El Rey se levantó, nervioso. Parecía que golpearía a madame Viotti, y tal vez en verdad lo hiciera. Su locura se lo exigía. Pero su sanidad, al menos en aquel momento, impidió que atacara a esa señora, encerrada en una sala pequeña y rodeada por cuatro soldados bien armados y entrenados.
—Osas decir que el rey es un ignorante, so…
—Ha oído decir que todos los reyes son autoritarios y violentos como el emperador Ferrabrás, ¿verdad? —la pregunta no parecía tener sentido.
—Creo sinceramente que el fuego será poco para ti, mujer. ¿Además de pretender decirme cómo actuar y de acusarme de ignorante, ahora me quieres comparar con Ferrabrás, ese loco dictador?
—¿Cuál es la diferencia entre monarcas, rey Branford? —madame Viotti iniciaba un juego psicológico muy peligroso para ella—. Ahora mismo veo a una persona que le grita a una señora indefensa en una sala cerrada, a la misma a la que quemará por la mañana, justo como el criticado emperador haría con cualquiera que se mostrara en contra de su dictadura.
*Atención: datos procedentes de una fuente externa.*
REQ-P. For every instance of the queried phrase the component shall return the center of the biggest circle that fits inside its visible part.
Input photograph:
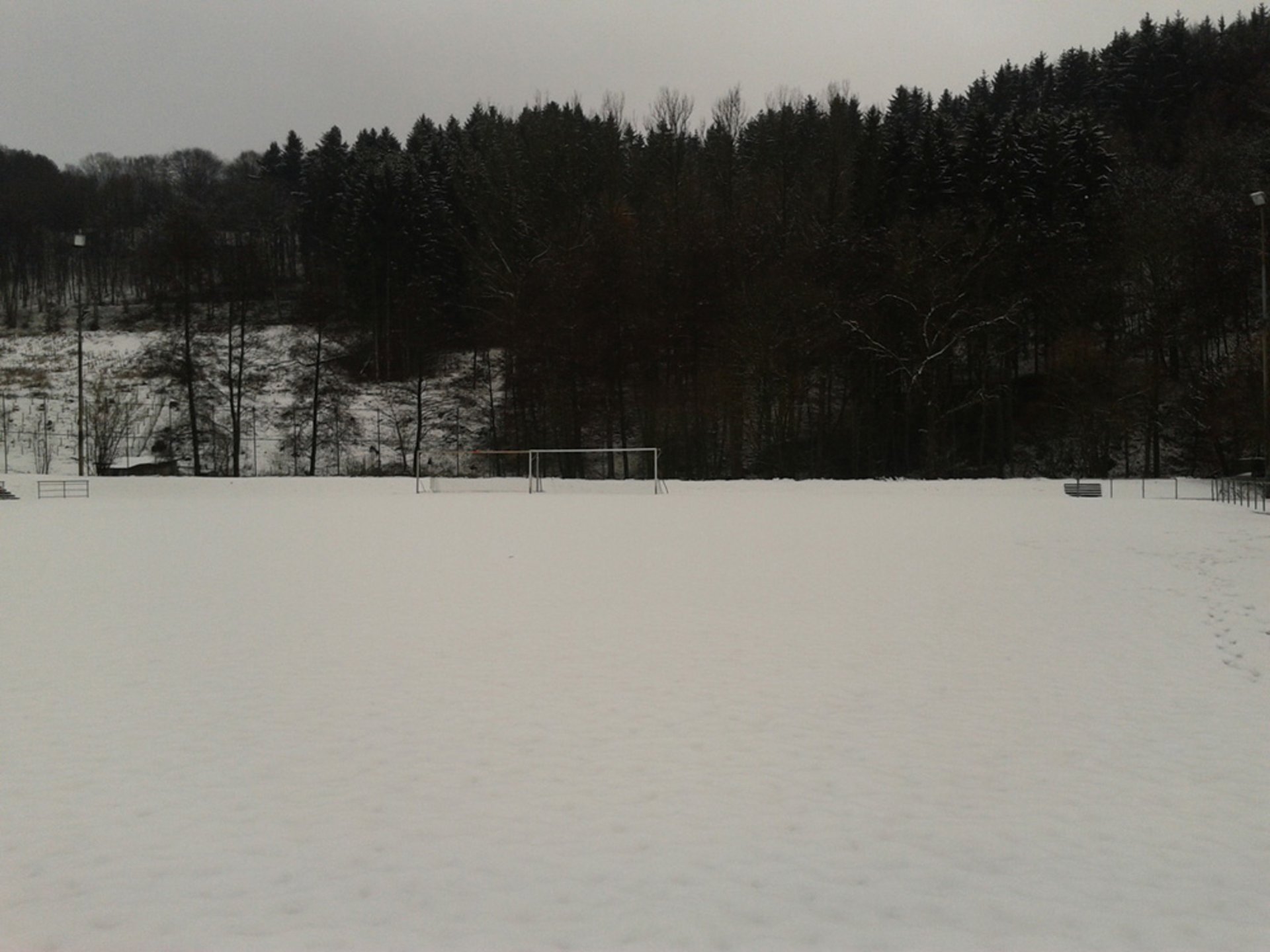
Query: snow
(273, 715)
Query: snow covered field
(277, 715)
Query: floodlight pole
(1259, 200)
(80, 241)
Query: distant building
(143, 466)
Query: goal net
(593, 470)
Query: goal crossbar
(532, 475)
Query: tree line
(1050, 273)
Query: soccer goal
(588, 470)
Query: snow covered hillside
(277, 715)
(135, 404)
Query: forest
(1054, 272)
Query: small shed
(143, 466)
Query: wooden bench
(1085, 491)
(62, 489)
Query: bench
(62, 489)
(1083, 491)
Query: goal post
(574, 470)
(603, 469)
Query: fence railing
(62, 489)
(1242, 491)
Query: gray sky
(138, 77)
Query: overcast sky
(146, 77)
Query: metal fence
(1248, 492)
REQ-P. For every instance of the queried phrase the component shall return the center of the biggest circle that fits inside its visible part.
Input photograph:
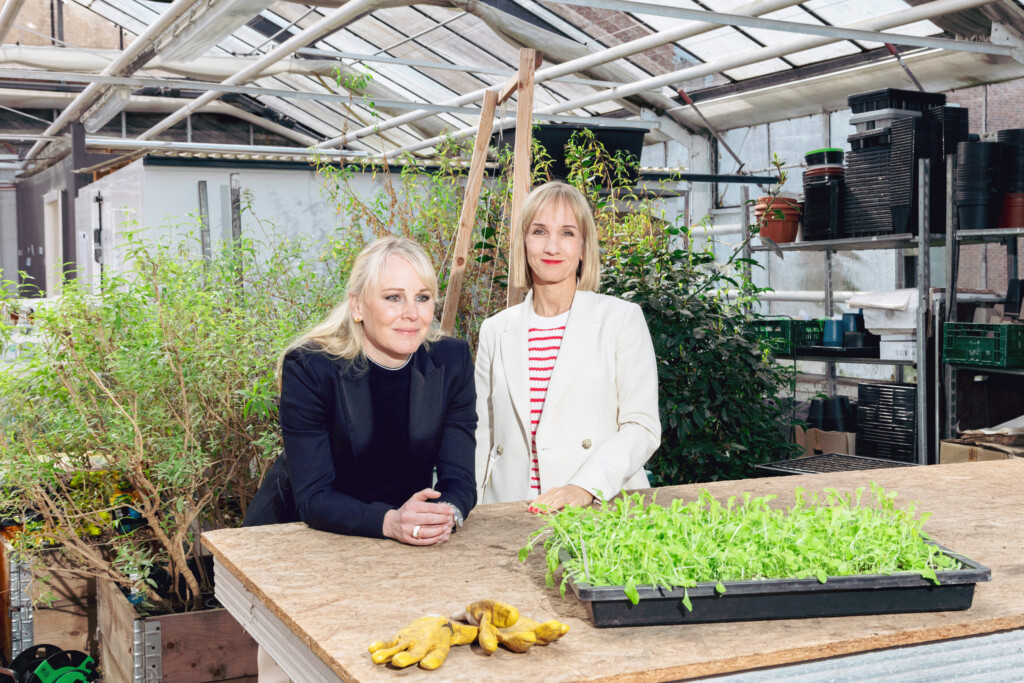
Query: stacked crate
(887, 421)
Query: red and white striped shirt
(545, 338)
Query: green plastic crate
(776, 332)
(807, 333)
(979, 344)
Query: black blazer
(327, 424)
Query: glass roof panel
(846, 12)
(760, 69)
(719, 43)
(839, 49)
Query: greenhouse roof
(387, 76)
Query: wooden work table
(338, 594)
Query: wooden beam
(513, 83)
(521, 159)
(468, 215)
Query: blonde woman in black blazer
(596, 422)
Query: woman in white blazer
(566, 381)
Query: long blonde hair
(339, 335)
(590, 262)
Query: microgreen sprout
(629, 544)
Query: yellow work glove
(491, 615)
(425, 641)
(526, 633)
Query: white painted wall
(163, 202)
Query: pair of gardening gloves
(491, 623)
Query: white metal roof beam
(792, 27)
(626, 49)
(902, 17)
(7, 16)
(345, 14)
(138, 47)
(419, 63)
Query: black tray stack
(913, 139)
(887, 423)
(978, 187)
(867, 199)
(881, 175)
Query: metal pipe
(843, 33)
(7, 16)
(348, 12)
(420, 63)
(122, 144)
(902, 17)
(681, 32)
(138, 47)
(142, 81)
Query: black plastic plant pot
(826, 156)
(555, 136)
(785, 598)
(976, 216)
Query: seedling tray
(785, 598)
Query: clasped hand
(419, 522)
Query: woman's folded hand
(419, 522)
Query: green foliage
(629, 544)
(161, 387)
(719, 390)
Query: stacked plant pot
(978, 191)
(893, 132)
(777, 218)
(1012, 209)
(824, 181)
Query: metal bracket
(1007, 35)
(148, 651)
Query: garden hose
(65, 667)
(49, 664)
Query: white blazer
(600, 422)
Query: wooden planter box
(192, 647)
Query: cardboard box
(957, 451)
(817, 441)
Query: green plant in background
(720, 394)
(627, 543)
(146, 413)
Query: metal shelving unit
(956, 237)
(922, 242)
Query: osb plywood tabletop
(340, 593)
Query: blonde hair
(589, 272)
(339, 335)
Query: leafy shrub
(147, 412)
(719, 391)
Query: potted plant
(145, 414)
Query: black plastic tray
(785, 598)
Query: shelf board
(905, 241)
(993, 235)
(840, 359)
(987, 370)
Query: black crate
(784, 598)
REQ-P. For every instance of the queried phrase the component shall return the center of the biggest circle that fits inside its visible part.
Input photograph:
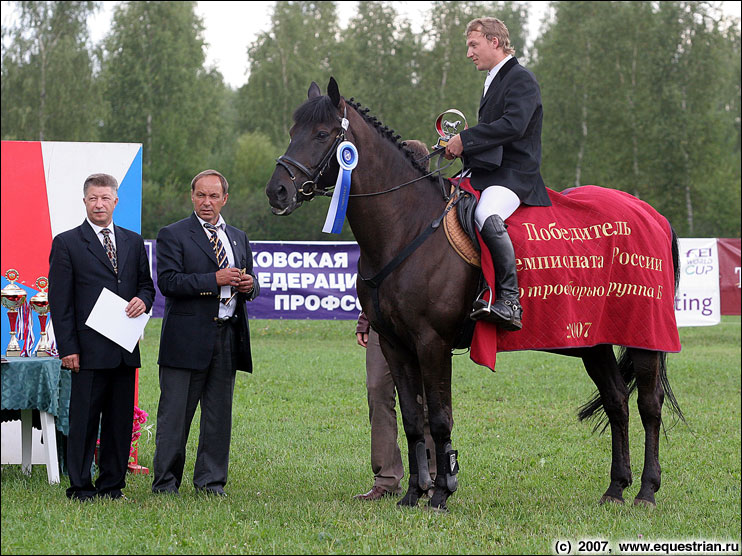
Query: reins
(310, 188)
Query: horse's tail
(594, 407)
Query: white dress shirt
(493, 72)
(97, 229)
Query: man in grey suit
(503, 153)
(96, 255)
(205, 272)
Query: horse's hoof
(442, 509)
(645, 503)
(409, 501)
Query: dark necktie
(221, 253)
(110, 249)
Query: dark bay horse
(419, 302)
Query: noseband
(310, 188)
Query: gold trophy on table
(40, 304)
(13, 298)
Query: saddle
(460, 232)
(459, 226)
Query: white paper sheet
(108, 317)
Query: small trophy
(40, 304)
(448, 124)
(13, 298)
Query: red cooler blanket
(594, 268)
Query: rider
(503, 153)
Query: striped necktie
(110, 249)
(221, 253)
(216, 243)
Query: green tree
(48, 86)
(159, 93)
(637, 96)
(298, 49)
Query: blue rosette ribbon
(347, 156)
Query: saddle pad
(594, 268)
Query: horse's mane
(322, 109)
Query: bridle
(310, 188)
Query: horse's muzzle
(282, 198)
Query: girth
(375, 282)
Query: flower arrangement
(140, 417)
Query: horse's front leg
(408, 380)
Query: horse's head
(309, 165)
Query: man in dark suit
(83, 261)
(503, 153)
(204, 269)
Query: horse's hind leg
(650, 399)
(436, 365)
(408, 381)
(600, 363)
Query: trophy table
(13, 298)
(40, 304)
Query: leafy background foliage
(639, 96)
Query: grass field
(531, 474)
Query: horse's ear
(314, 91)
(333, 92)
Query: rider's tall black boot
(506, 311)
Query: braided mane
(388, 133)
(321, 109)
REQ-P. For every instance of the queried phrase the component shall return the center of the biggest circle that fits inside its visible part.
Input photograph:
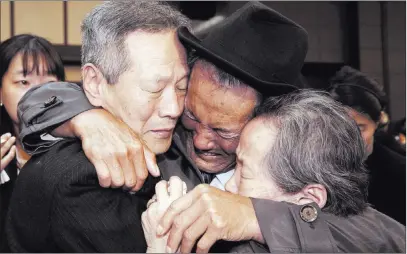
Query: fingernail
(4, 137)
(160, 230)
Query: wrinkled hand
(118, 154)
(166, 193)
(209, 214)
(7, 150)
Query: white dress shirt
(221, 179)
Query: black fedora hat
(256, 44)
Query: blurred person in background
(366, 100)
(26, 61)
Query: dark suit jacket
(58, 206)
(280, 223)
(387, 186)
(6, 190)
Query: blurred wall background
(370, 36)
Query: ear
(93, 82)
(313, 193)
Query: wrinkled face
(15, 84)
(149, 97)
(251, 177)
(214, 118)
(367, 127)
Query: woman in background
(26, 61)
(386, 166)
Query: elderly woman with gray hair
(304, 151)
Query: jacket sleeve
(284, 230)
(88, 218)
(46, 107)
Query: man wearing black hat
(227, 82)
(231, 100)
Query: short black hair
(30, 47)
(358, 91)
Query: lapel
(177, 163)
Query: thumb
(151, 162)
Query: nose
(172, 105)
(203, 138)
(231, 185)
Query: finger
(151, 162)
(152, 200)
(175, 188)
(161, 190)
(4, 138)
(8, 158)
(176, 208)
(103, 173)
(129, 173)
(116, 172)
(192, 234)
(184, 188)
(140, 168)
(7, 145)
(207, 241)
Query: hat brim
(266, 88)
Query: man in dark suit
(253, 212)
(130, 50)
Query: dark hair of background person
(358, 91)
(31, 47)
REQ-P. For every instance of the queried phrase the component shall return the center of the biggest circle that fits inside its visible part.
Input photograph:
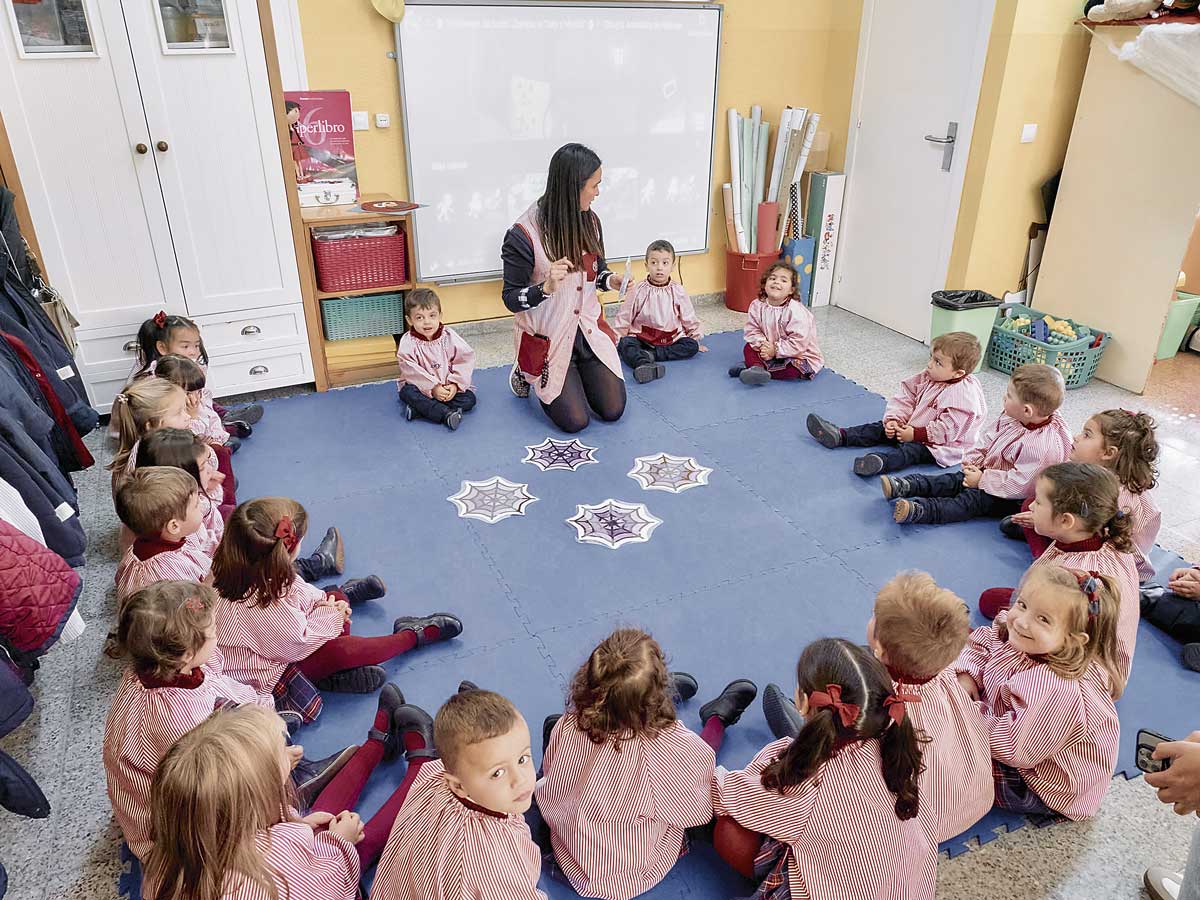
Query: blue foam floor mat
(784, 534)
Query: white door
(76, 124)
(901, 203)
(217, 156)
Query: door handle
(952, 135)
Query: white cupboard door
(214, 141)
(77, 126)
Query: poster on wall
(322, 135)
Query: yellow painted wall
(773, 53)
(1033, 72)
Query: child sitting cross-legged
(461, 832)
(436, 365)
(271, 619)
(225, 816)
(657, 321)
(837, 811)
(935, 418)
(174, 681)
(161, 507)
(999, 472)
(1047, 673)
(623, 777)
(780, 333)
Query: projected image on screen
(491, 91)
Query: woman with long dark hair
(553, 267)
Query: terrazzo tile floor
(73, 852)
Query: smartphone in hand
(1146, 743)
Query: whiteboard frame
(543, 4)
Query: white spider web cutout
(664, 472)
(613, 523)
(491, 501)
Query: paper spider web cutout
(664, 472)
(491, 501)
(552, 454)
(613, 523)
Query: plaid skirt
(297, 694)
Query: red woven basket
(360, 263)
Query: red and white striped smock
(304, 865)
(791, 328)
(144, 723)
(946, 417)
(840, 825)
(150, 559)
(441, 849)
(261, 641)
(1095, 555)
(1061, 733)
(957, 784)
(617, 813)
(1147, 520)
(660, 315)
(1012, 455)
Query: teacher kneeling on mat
(553, 265)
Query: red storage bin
(361, 263)
(743, 271)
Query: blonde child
(1000, 471)
(161, 507)
(1047, 673)
(935, 418)
(623, 777)
(241, 837)
(780, 333)
(839, 804)
(271, 619)
(657, 321)
(436, 365)
(1123, 442)
(165, 335)
(1075, 507)
(462, 833)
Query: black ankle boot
(731, 703)
(359, 591)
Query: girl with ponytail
(834, 813)
(1077, 508)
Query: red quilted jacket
(37, 592)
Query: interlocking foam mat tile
(781, 546)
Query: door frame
(961, 147)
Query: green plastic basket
(1077, 360)
(367, 316)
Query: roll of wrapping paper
(731, 234)
(768, 221)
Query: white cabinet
(147, 143)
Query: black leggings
(589, 383)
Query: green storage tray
(367, 316)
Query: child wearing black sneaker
(935, 418)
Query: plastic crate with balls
(1024, 335)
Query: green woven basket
(1077, 360)
(367, 316)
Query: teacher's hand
(558, 270)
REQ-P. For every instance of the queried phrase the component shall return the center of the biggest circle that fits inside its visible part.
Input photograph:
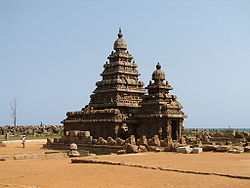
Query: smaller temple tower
(160, 112)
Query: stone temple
(121, 106)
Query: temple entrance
(124, 131)
(174, 129)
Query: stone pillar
(168, 129)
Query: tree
(13, 111)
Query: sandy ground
(62, 173)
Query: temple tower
(114, 101)
(119, 87)
(160, 112)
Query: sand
(62, 173)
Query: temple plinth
(160, 113)
(120, 107)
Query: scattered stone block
(154, 149)
(49, 140)
(222, 149)
(142, 148)
(131, 148)
(197, 150)
(209, 147)
(119, 142)
(131, 140)
(73, 151)
(185, 149)
(111, 141)
(102, 141)
(247, 149)
(234, 150)
(2, 144)
(121, 152)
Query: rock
(49, 140)
(163, 143)
(185, 149)
(247, 148)
(142, 148)
(2, 144)
(171, 148)
(131, 140)
(87, 139)
(222, 149)
(239, 135)
(111, 141)
(143, 141)
(102, 141)
(209, 147)
(154, 148)
(94, 141)
(121, 152)
(154, 141)
(131, 148)
(119, 141)
(73, 151)
(73, 146)
(197, 150)
(245, 133)
(234, 150)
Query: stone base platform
(96, 149)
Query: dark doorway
(174, 129)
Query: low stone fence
(34, 130)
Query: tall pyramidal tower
(114, 101)
(119, 87)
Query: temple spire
(120, 33)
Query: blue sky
(52, 52)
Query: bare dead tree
(13, 111)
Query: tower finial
(158, 66)
(120, 33)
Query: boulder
(119, 142)
(209, 147)
(88, 139)
(154, 141)
(73, 146)
(184, 149)
(142, 148)
(154, 149)
(171, 148)
(73, 151)
(102, 141)
(197, 150)
(2, 144)
(247, 148)
(131, 140)
(49, 140)
(143, 141)
(222, 148)
(131, 148)
(121, 152)
(111, 141)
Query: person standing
(23, 141)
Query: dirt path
(62, 173)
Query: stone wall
(35, 130)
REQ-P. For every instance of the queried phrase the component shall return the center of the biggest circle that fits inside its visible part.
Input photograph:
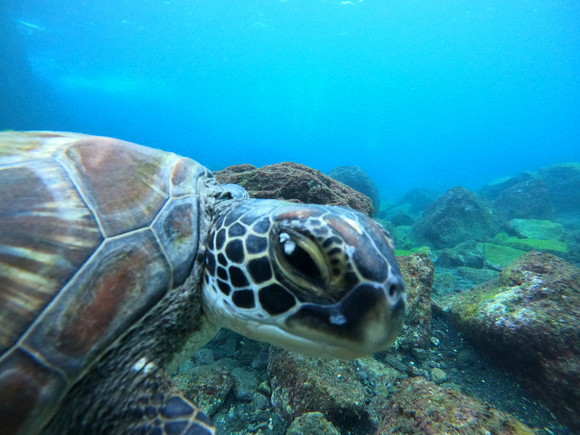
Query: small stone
(438, 376)
(312, 422)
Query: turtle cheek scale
(315, 279)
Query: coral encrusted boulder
(421, 407)
(417, 270)
(356, 178)
(526, 200)
(457, 216)
(528, 322)
(294, 182)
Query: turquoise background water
(420, 93)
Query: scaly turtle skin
(113, 255)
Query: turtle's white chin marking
(318, 280)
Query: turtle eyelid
(299, 258)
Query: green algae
(528, 244)
(499, 255)
(421, 250)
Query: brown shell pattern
(93, 232)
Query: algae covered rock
(563, 182)
(417, 271)
(422, 407)
(540, 229)
(294, 182)
(356, 178)
(312, 422)
(528, 322)
(457, 216)
(301, 384)
(469, 254)
(529, 199)
(419, 199)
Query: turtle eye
(298, 257)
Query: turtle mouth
(367, 320)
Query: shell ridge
(61, 161)
(20, 343)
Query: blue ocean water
(419, 93)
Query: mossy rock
(528, 244)
(540, 229)
(421, 250)
(499, 256)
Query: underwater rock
(207, 386)
(421, 406)
(301, 384)
(457, 216)
(476, 276)
(537, 229)
(356, 178)
(469, 254)
(419, 199)
(493, 190)
(527, 322)
(402, 218)
(438, 376)
(529, 199)
(563, 182)
(294, 182)
(498, 256)
(312, 422)
(417, 271)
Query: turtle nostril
(395, 292)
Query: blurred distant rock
(402, 218)
(420, 406)
(528, 199)
(563, 183)
(528, 322)
(457, 216)
(417, 271)
(552, 191)
(468, 254)
(356, 178)
(493, 190)
(419, 199)
(294, 182)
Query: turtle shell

En mi opinión, ambos pertenecen a la misma clase y actúan por los mismos motivos.
—Aquí entre nos, eres tú la que peca de ignorante, bruja. Compararme a Ferrabrás y todavía creer que actuamos por el mismo motivo es la cosa más estúpida que he oído.
—No lo dudo. Debe ser tan estúpido como es para mí escucharle decir que todas las brujas utilizan la magia negra…
Silencio en la sala. El ambiente se tornaba cada vez más sofocante.
Primo Branford se preguntó en silencio cómo permitía que aquella mujer lo desafiara de esa manera, sin magias ni brujerías. A él, el más grande de todos los reyes. El más sabio, el más bello, el más esto y el más aquello, y que al mismo tiempo se sentía paulatinamente más inútil, tonto y humano que nunca. Tal vez esos pensamientos internos que lo invadían eran manifestaciones del toque de su Creador. Primo estaba reaccionando con violencia, pues su ego había sido atacado, y nada es más grande que el ego de un rey. Todo estaba saliendo mal en ese momento, y esa sensación de que seguía el camino de la ignorancia, por más que se resistiera a admitirlo, lo afectaba. Tal vez por eso, sí, tal vez sólo por eso, había tenido aquel momento de humildad, que recordaba mucho más a aquel plebeyo nacido hijo de un molinero, el cual batalló mucho en la vida hasta convertirse en rey.
—Tienes razón, bruja —y Primo se sentó de nuevo, exhausto—. Estoy demasiado cansado para otra cacería. Vamos, cuéntame. Pruébame que los bardos y el rey están equivocados. Convénceme de que no todas ustedes son malas.